Gains of trade

Sometime, long ago, I got the religion that free trade is good. It seems so obvious that freeing people to trade at will must make them better off. If it didn’t, they wouldn’t trade. Right?

I don’t know if I should be more bothered by the fact that I just *believe* this economic dogma without knowing precisely why its true or that some of the best economists can’t agree on why its true (or if its true at all).

It seems to me the argument is over how fast it takes economies to shift from one equilibrium to another*. Proponents of free trade are saying “in the long run and under ideal conditions, trade makes everyone better off” and opponents are saying “the day after trade is made free, some people are made worse off.” If this is a good characterization of the debate, then it seems the policy implication is pretty clear. Let’s make trade free, but figure out ways to ease the transition to the new, better world.

UPDATE: Tyler Cowen weighs in.

UPDATE 2: macroblog talks theory vs. reality.

*Saying factors are not mobile is equivalent to saying the transaction costs for moving factors are really high. A legal trade barrier doesn’t make it physically impossible to move factors, for example, it just means its really expensive to do so (because if you do so and are caught they call you a smuggler and you suffer punishment or, worse, opprobrium). Adjustment costs add interesting dynamics to models, but if they change the welfare implications of a model I don’t see why the policy isn’t to just remove the the adjustment costs. In other words, if Rodrik is right about Heckscher-Ohlin being a better model than Ricardo, why not remove the barriers that are making capital immobile (e.g. remove trade barriers, increase access to capital markets, etc)? If the observed dynamics can only be replicated by adding transaction costs to our models (e.g. immobile capital, CIA restrictions in money models, etc), shouldn’t the policy be to remove those frictions? Go ahead, start lecturing me about second best policies, but you have to explain why we’re in the second best world to begin with.

4 thoughts on “Gains of trade”

  1. The typical economist answer is lump-sum tax and redistribution… which would be completely impossible to implement, but then we shrug our shoulders and say “hey, we’re not social engineers.”

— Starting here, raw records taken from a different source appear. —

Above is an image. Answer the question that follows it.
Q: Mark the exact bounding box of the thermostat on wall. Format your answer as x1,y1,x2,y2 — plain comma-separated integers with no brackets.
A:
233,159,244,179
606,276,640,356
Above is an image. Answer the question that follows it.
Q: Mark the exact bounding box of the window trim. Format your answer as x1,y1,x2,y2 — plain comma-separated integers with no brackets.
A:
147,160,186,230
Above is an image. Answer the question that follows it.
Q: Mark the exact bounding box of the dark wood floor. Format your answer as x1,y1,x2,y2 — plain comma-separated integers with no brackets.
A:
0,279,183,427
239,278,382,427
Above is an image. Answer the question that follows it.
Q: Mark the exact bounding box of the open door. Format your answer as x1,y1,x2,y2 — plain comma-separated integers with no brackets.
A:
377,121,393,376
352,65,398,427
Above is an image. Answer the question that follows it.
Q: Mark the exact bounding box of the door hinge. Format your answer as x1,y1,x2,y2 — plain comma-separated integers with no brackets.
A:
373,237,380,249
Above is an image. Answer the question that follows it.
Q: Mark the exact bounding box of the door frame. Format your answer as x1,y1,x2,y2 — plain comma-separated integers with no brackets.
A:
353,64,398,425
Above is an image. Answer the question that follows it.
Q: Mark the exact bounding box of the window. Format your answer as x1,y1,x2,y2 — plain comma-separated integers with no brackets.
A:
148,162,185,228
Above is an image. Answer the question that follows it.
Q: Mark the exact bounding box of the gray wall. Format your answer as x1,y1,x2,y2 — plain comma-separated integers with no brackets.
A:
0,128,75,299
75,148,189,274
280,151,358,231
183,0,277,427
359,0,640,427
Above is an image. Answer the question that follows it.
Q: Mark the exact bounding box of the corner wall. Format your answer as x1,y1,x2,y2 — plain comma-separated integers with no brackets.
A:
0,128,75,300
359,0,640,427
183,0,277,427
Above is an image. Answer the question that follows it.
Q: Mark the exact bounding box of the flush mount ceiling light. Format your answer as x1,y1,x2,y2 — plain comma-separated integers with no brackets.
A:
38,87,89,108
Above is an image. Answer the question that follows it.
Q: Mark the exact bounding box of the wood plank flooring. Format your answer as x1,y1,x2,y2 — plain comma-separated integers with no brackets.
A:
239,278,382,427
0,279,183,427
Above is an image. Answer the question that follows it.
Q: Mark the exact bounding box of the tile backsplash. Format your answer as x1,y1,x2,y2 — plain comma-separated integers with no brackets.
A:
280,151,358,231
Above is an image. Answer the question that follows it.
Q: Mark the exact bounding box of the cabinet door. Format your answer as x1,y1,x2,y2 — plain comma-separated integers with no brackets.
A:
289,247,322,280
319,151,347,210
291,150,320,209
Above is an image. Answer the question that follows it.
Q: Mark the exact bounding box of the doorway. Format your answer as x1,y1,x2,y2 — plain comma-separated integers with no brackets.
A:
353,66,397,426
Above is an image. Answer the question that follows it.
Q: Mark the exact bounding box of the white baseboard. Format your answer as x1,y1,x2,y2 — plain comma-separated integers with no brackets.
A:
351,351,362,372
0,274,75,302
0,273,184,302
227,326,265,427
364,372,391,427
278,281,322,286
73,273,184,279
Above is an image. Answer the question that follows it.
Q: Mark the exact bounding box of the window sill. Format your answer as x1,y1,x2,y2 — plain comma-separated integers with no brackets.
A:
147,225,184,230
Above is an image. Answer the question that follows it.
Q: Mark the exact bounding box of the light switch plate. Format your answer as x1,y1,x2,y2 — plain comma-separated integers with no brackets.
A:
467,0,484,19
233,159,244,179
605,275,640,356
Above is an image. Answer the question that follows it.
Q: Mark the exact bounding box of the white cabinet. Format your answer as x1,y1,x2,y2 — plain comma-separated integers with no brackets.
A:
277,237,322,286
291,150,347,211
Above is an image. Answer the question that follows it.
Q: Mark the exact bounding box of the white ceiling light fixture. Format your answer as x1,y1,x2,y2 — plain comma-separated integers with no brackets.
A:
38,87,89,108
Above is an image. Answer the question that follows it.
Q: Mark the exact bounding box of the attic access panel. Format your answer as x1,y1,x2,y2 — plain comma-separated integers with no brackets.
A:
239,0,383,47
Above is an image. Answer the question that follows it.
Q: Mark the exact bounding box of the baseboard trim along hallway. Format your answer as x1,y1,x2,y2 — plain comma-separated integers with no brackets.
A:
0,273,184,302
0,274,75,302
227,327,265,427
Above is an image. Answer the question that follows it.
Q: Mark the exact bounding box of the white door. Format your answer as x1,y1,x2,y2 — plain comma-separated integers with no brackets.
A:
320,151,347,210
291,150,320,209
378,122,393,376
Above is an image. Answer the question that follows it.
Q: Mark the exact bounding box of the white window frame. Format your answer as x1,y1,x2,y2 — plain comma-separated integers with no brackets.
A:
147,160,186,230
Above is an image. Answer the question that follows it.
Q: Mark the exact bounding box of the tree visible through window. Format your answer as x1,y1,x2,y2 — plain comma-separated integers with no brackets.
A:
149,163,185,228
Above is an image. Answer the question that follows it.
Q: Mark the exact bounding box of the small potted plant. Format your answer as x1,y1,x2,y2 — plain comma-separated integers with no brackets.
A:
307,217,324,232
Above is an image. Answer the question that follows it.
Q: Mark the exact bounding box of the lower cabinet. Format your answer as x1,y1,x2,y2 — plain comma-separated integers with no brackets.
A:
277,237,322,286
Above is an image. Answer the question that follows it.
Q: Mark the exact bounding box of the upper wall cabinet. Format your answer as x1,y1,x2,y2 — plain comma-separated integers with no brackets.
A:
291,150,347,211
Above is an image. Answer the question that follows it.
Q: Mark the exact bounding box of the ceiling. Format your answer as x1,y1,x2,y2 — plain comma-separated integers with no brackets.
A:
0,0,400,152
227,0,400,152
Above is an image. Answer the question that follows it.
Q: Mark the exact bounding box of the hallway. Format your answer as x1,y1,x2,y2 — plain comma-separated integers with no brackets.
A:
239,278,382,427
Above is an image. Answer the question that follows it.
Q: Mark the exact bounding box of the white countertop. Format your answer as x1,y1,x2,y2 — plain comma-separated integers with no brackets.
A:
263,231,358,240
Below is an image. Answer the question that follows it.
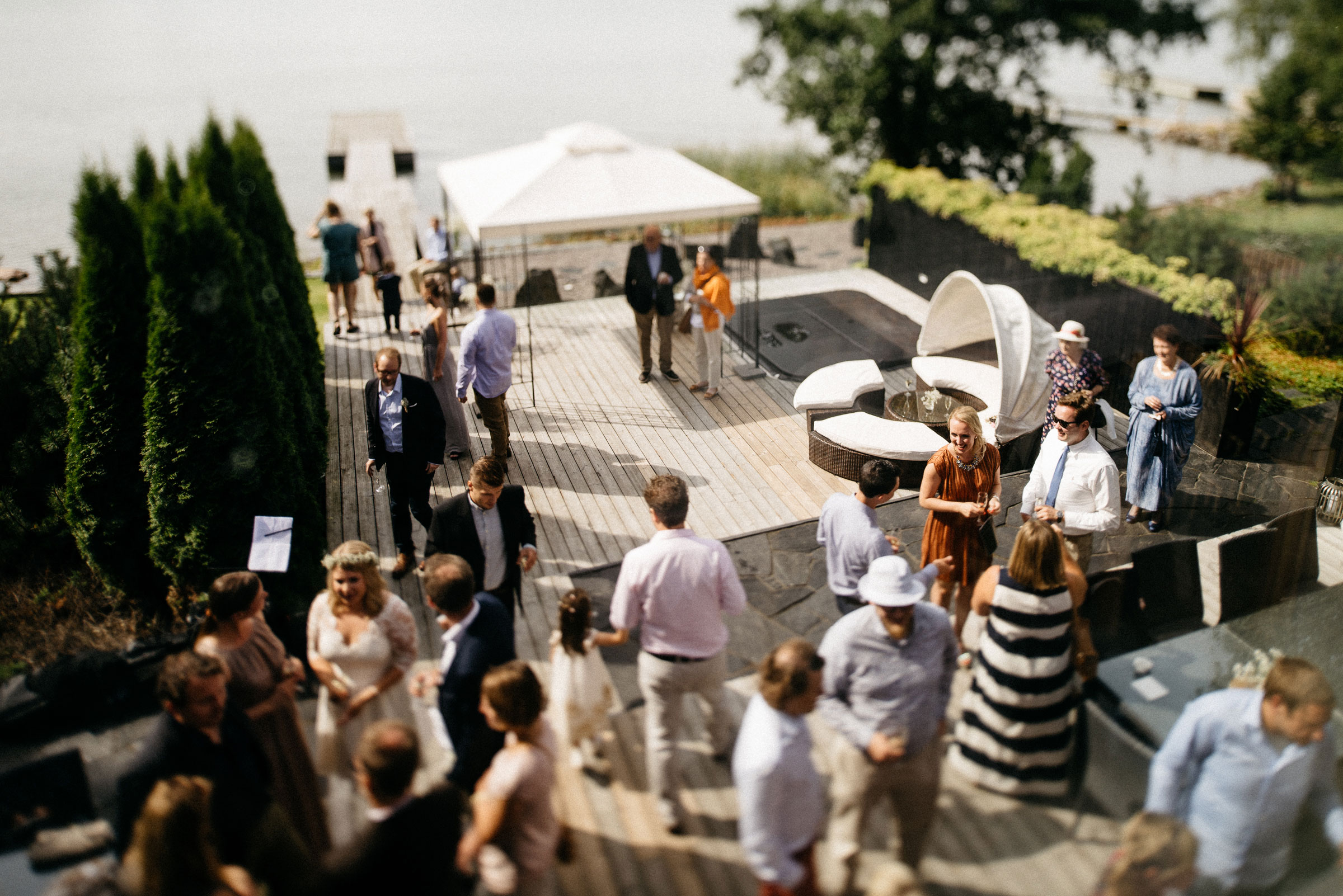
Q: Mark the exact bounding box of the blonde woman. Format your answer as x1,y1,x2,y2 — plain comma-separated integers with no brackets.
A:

    The point of “efficiency,” at least when economist use the term, is given a deal can be struck between winners and losers, everyone can be made better off (or at least as well off as they were before). Freeing trade increases efficiency in this way. The best case would be to have the winners from trade sit down with the losers and work out some deal.

    The problem with this scenario is that the winners are most everyone (we can now buy cheap goods from China at Walmart), the losers are a concentrated group. Notice the winners each win just a little from trade but the losers lose their jobs. Its practically impossible to get those two groups of people together to negotiate a deal.

    So you have to come up with some inexpensive way to get the winners to compensate the losers.

    My idea is to have cultural norms that encourage people to build skills that make them adept to changing market conditions. Instead of training to be the 34th component in some production line in some particular industry, people should learn skills that would make them productive in many contexts. Critical thinking, curiosity, computer skills are some of things I can think of, but most importantly people should expect to be learning through their whole lives… This suggests our “cram young people in rooms for the first 1/4 of their lives” schools system is a bit bogus.

    The effect is to reduce the losses for losers.